The design involved a symmetrical main frontage of five bays facing onto Rue des Jardins. The central bay featured a flight of steps leading up to a segmental headed doorway with a moulded surround and a keystone carved in the form of a mask. There was a French door with a stone surround, a pediment and a balustraded balcony on the first floor. The outer bays were fenestrated by casement windows with cornices on the ground floor, and by casement windows with pediments on the first floor. There were Ionic order pilasters on either side of the central bay and at the corners of the building: they supported a frieze, a modillioned cornice and a central clock. The clock was flanked by pilasters supporting a pediment. Internally, the principal room was the Salle des Mariages (wedding room), which was decorated by Pierre Louis Léger Vauthier. His murals depicted local agricultural activities including rose picking, peach picking, harvesting and winegrowing. Meanwhile, the painter, Henri Rachou, created a series of sketches depicting the four seasons in 1893.
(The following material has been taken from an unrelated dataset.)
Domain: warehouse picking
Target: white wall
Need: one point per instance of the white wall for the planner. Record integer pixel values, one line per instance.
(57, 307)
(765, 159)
During the Paris insurrection, part of the Second World War, members of the French Resistance led by Alphonse Delavois seized the town hall on 19 August 1944. This was six days before the official liberation of the town by the French 2nd Armoured Division, commanded by General Philippe Leclerc, on 25 August 1944.

In the early 21st century, following significant population growth, the council led by the mayor, Marc Everbecq, decided to commission a large extension behind the town hall. The new extension was designed by Jean-Pierre Lott in the modern style, built in concrete and glass at a cost of €40 million and was officially opened on 30 November 2013.

The extension was seven storeys high and incorporated a new double-height Salle du Conseil (council chamber) on the ground floor. A glass bridge was constructed connecting the original building to the extension at first floor level. The mayor's office was installed on the second floor of the extension, while the council officers and their departments were installed on the upper floors of the extension. A futuristic structure, shaped like three pebbles stacked on top of each other, was installed on the south side of the extension.